There are a few ways to measure performance of a streaming framework, with different metrics useful to different use cases.

For use cases involving small but time-sensitive events that needed to be communicated across devices, the raw latency of the system is important. On the other hand, for use cases in which there is a large volume of data being produced on a regular basis (e.g. from a data acquisition device), then a more relevant metric may be the throughput at which reading/writing to the stream no longer keeps up with the production of data.

For the below tests, we streamed samples across a network with simultaneous readers and writers to simulate various real-world scenarios. The size, volume, and number of simultaneous readers were varied.

Latency

To test latency, we streamed events in the form of a single sample every 1ms (i.e. at 1 kHz) and measured the time between immediately before the sample was written to the time immediately after the corresponding sample was read from the stream. When there was more than 1 reader, the maximum latency across all latencies for each sample was taken.

95th percentile latencies for events were well under a millisecond, even with a larger number of readers (16) and larger sample sizes (128 bytes). Note that Redis 5 was used in these tests; Redis 6.0+ introduced multi-threaded I/O and could lead to increased performance, especially when handling concurrent reads.


_images/event_latencies-01.png

95th percentile latencies from writing to reading of a single sample every 1ms, when the number of simultaneous readers (colors) and the size of a single sample (x-axis) were varied.


Throughput

To test throughput, we considered a stream of data to be written then read of some fixed generating sampling rate. In particular, we considered a stream generated at 32 kHz, with each sample being 768 bytes (i.e. fairly large but believable for the neuroscience community). This equates to a throughput of 23.4 MB/s.

We then can write/read this data in various batch sizes, i.e. chunks of data at a time. Due to non-trivial overhead from network calls and Redis protocol, for very small batch sizes there will be non-negligible overhead for each write/read and thus could lead to writing outpacing reading of the stream. Larger batch sizes should handle higher-throughput data streams, with a tradeoff in latency.

The below shows the results of the 95th percentile latencies for simultaneous writing and reading of this 23.4 MB/s data stream.
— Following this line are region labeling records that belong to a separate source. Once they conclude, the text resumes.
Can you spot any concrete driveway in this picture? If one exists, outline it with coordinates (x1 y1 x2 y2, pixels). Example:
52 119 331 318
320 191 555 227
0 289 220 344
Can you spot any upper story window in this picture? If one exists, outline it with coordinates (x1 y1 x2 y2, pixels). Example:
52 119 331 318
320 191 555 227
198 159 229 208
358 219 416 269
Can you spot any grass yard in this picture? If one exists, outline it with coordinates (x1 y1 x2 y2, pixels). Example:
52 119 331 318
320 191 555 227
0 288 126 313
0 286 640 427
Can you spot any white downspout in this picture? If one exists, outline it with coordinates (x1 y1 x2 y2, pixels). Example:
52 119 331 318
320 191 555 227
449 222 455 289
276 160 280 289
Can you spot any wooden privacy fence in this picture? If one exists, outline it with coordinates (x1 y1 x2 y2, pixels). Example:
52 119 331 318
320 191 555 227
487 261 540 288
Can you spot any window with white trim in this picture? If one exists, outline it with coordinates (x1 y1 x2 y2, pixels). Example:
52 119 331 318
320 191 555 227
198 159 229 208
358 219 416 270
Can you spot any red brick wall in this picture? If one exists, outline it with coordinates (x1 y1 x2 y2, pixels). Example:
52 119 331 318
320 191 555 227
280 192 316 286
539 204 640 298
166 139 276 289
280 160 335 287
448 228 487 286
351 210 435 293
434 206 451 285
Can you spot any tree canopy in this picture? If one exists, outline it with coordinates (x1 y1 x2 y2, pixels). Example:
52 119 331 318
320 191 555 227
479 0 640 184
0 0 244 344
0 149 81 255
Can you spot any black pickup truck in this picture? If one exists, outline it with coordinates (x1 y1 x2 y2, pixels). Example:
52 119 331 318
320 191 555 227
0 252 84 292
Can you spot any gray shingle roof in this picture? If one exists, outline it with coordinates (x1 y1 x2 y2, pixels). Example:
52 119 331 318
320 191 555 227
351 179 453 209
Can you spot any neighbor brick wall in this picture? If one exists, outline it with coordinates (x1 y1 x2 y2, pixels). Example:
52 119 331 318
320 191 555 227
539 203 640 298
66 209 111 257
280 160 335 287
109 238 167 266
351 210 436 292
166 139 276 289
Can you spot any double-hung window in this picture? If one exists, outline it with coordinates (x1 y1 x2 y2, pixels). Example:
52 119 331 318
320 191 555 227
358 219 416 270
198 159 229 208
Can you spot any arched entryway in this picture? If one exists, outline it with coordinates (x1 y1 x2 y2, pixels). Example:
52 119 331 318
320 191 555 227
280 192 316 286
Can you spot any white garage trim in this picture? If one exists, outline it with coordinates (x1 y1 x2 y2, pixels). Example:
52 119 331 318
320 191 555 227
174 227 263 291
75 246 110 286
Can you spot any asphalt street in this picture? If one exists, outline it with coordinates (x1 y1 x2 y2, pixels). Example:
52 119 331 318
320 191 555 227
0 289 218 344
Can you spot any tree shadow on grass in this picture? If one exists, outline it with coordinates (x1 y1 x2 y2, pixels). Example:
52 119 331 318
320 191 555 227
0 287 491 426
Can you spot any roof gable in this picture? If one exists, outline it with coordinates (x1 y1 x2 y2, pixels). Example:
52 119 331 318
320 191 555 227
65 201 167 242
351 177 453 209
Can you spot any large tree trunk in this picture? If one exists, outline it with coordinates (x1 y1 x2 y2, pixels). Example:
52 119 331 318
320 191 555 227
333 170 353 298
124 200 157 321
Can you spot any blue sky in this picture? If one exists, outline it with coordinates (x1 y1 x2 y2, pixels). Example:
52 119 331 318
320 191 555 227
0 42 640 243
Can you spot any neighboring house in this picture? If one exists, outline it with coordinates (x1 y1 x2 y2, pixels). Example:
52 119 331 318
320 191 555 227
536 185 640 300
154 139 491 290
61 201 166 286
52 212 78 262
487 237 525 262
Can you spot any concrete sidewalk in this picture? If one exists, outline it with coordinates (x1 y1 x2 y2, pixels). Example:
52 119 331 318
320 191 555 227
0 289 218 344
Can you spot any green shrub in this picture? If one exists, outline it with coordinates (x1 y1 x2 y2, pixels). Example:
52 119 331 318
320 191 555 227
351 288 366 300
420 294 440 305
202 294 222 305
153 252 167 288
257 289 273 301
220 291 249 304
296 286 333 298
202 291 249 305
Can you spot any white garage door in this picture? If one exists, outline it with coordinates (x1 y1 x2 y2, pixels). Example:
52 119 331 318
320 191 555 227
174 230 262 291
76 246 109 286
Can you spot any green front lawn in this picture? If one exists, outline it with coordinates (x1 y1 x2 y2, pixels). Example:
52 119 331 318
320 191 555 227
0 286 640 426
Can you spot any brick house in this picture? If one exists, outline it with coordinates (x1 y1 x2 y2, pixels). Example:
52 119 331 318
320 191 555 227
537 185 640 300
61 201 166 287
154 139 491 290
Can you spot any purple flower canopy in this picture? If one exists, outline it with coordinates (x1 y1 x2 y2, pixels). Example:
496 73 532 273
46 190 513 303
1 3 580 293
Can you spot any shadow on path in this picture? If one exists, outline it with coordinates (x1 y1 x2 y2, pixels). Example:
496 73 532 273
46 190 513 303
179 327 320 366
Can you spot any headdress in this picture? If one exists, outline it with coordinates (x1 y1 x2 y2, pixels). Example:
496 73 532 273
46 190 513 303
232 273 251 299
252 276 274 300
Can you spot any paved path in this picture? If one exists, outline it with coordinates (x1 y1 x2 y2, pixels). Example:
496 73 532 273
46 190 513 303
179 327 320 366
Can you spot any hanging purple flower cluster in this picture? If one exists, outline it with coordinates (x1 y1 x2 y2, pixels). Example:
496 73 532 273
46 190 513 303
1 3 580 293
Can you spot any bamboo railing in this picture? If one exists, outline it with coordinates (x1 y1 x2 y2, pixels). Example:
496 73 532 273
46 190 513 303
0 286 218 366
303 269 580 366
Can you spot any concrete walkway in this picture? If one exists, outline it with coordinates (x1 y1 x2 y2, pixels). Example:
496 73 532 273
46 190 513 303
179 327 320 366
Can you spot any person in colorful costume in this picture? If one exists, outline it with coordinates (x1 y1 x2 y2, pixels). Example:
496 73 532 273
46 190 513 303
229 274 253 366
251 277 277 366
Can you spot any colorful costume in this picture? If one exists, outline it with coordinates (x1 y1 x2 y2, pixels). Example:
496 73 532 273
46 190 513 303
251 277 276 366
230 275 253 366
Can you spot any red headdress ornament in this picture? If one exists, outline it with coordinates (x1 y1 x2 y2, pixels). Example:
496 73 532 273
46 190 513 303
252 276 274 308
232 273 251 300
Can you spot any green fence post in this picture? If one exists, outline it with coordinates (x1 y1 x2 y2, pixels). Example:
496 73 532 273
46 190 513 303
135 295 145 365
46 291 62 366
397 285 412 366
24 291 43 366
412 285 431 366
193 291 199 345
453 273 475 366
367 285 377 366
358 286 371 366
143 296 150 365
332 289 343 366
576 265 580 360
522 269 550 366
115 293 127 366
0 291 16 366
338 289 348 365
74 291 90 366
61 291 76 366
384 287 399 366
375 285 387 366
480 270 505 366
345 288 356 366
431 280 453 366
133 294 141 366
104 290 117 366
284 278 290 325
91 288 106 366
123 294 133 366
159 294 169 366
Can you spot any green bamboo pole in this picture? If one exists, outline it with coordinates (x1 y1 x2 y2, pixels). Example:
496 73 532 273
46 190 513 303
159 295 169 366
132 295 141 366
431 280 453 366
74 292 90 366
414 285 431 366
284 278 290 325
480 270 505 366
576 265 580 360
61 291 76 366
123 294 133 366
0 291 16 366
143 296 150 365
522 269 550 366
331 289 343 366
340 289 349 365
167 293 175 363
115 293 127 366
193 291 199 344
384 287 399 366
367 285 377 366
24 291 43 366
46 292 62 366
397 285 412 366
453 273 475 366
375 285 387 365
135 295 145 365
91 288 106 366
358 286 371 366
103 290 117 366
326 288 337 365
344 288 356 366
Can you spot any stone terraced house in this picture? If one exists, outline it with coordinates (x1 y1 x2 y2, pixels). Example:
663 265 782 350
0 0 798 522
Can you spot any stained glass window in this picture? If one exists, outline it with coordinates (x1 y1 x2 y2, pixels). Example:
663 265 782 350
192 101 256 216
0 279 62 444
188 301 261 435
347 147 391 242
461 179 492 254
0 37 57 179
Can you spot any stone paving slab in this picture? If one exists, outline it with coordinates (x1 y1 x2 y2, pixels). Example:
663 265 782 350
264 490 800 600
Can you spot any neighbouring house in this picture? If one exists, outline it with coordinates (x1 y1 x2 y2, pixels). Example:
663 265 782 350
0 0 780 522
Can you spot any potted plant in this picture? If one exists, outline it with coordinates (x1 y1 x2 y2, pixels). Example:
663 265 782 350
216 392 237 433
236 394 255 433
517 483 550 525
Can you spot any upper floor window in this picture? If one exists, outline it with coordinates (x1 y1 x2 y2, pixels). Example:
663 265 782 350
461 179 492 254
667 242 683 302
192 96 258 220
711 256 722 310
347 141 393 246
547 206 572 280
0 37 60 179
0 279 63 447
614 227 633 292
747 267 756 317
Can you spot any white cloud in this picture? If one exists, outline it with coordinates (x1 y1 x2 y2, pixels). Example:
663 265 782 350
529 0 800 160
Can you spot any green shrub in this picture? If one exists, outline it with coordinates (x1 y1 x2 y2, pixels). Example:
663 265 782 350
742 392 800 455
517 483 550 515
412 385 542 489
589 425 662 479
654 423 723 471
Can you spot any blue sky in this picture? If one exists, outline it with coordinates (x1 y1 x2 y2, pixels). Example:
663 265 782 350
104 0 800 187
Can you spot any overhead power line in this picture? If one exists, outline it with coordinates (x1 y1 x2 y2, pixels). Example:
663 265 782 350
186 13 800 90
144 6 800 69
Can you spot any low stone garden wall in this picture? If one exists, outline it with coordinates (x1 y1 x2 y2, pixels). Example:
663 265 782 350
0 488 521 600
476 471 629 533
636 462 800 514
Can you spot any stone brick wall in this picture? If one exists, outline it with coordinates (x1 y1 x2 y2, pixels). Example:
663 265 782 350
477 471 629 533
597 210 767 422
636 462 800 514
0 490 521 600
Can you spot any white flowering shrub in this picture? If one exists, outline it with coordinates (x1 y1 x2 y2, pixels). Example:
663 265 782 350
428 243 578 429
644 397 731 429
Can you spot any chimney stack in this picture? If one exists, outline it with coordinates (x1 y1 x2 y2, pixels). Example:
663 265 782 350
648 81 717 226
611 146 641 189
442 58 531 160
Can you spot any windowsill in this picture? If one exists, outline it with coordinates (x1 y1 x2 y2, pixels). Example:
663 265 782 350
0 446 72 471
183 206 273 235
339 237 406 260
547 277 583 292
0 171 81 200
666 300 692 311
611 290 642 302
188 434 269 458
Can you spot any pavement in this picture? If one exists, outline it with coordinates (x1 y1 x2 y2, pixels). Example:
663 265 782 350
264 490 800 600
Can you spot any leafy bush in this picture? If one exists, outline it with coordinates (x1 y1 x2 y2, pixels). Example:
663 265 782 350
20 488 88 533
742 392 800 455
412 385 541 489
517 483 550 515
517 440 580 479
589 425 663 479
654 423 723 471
The black dotted line indicates the (putative) threshold at which the writing of the stream may begin to outpace the reading, i.e. when the latency of the reader is larger than the period at which the batches are written.

The takeaway is that for batch sizes of 64 samples and above, equating to at least a 2ms buffer for this 32 kHz stream, our reading can keep up with the production of the data.


_images/throughputs-01.png

95th percentile latencies as a function of sample size when writing a 23.4 MB/s stream of data. Black dotted line indicates the threshold of latency at which the reading of the stream may begin to fall behind the production of the data.


Max throughput

The above tests for throughput test a realistic case of having simultaneous readers and writers. However, another useful performance test could be a test of the maximum write and read throughput with no other activity within River ongoing. To test this, we fixed the amount of samples and data to be written, and measured total time to write and then read that data in its entirety. Again, batch size – i.e., the number of samples written at a time – will affect performance, and so batch size was varied.

Read and write throughputs exceeeded 30 MB/s when appropriate batch sizes were used. It is highly likely the performance-limiting factors are network speeds and memory bandwidth speeds, not necessarily CPU.


_images/raw_throughputs-01.png

Total time taken to read (blue) and write (orange) 31.25MB of data, where reading and writing took place sequentially with varying batch sizes.


Implementation details

The above tests were run with Redis server version 5.0.6 running on Ubuntu 18.04, on a Dell Precision 5820 Tower running an Intel Xeon W-2135 CPU @ 3.70GHz. The reading/writing was run on a separate computer on the same local network running an Intel Xeon E3-1200 v5/E3-1500. Both used the built-in 1-Gigabit network cards, and were networked via the MikroTik hEX S Gigabit Ethernet Router (RB760iGS). Python code for testing performance can be found in performance/performance.py.